Defense Secretary Lloyd Austin was taken to Walter Reed National Military Medical Center Sunday afternoon following symptoms of an “emergent bladder issue,” according to the Pentagon. He has since transferred his duties to his deputy.
“Today, at approximately 2:20 pm, Secretary of Defense Lloyd J. Austin III was transported by his security detail to Walter Reed National Military Medical Center to be seen for symptoms suggesting an emergent bladder issue,” Pentagon Press Secretary Maj. Gen. Pat Ryder said in a statement Sunday afternoon.
In a statement late Sunday night, Walter Reed officials said that Austin was admitted to a critical care unit of the hospital “after a series of tests and evaluations.”

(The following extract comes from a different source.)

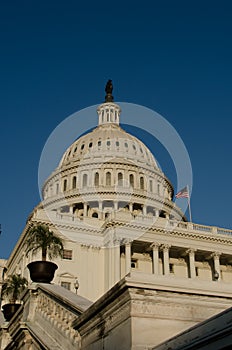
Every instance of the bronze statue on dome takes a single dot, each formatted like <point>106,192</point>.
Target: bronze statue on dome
<point>108,89</point>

“At this time, it is not clear how long Secretary Austin will remain hospitalized,” Walter Reed’s statement read. “The current bladder issue is not expected to change his anticipated full recovery. His cancer prognosis remains excellent. Updates on the Secretary’s condition will be provided as soon as possible.”
Ryder had initially reported that Austin would retain his duties as defense secretary while in the hospital. However, Ryder said Sunday evening that Austin had “transferred the functions and duties of the office” to Deputy Secretary of Defense Kathleen Hicks.

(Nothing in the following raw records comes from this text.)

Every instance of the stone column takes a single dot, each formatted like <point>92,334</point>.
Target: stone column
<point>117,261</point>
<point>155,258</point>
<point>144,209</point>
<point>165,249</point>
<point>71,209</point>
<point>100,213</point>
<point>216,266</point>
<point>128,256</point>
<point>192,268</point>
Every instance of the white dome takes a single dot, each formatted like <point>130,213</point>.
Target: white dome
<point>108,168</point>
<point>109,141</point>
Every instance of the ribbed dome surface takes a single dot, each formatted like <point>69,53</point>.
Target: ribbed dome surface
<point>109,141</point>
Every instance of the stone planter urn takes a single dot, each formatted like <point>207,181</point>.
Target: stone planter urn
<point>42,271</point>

The initial statement said that Hicks, along with the Joint Chiefs of Staff, White House, and Congress were notified.
A White House official confirmed Sunday evening that the Office of the Secretary of Defense had informed the White House and National Security Council about Austin’s hospitalization. The official directed further questions about Austin’s health to the Pentagon.

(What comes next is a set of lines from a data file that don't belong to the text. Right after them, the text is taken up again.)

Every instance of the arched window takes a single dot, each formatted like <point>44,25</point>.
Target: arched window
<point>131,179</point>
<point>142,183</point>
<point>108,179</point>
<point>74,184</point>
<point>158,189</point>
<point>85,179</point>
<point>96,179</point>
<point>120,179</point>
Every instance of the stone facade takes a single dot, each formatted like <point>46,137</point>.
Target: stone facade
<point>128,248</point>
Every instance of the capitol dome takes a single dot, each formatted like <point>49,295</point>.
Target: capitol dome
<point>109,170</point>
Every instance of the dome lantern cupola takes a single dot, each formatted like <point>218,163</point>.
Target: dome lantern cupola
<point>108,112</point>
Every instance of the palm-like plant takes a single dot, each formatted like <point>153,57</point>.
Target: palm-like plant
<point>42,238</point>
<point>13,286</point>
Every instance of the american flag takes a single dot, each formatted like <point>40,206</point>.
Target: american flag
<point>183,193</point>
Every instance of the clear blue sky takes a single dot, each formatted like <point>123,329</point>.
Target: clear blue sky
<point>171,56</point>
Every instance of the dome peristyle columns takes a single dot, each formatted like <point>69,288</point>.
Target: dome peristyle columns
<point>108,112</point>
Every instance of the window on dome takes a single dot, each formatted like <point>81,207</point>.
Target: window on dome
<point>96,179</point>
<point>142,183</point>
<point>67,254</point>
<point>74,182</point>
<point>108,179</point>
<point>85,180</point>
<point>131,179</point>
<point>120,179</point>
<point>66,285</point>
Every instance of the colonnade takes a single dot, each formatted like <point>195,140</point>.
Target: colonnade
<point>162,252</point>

Earlier this year, Austin was hospitalized for two weeks following complications related to treatment for prostate cancer. He returned to work in-person at the Pentagon, and in a press conference said he was still recovering.
Austin is scheduled to go to a meeting of the Ukraine Defense Contact Group this week in Brussels, Belgium, in what would be his first overseas trip since his initial hospitalization.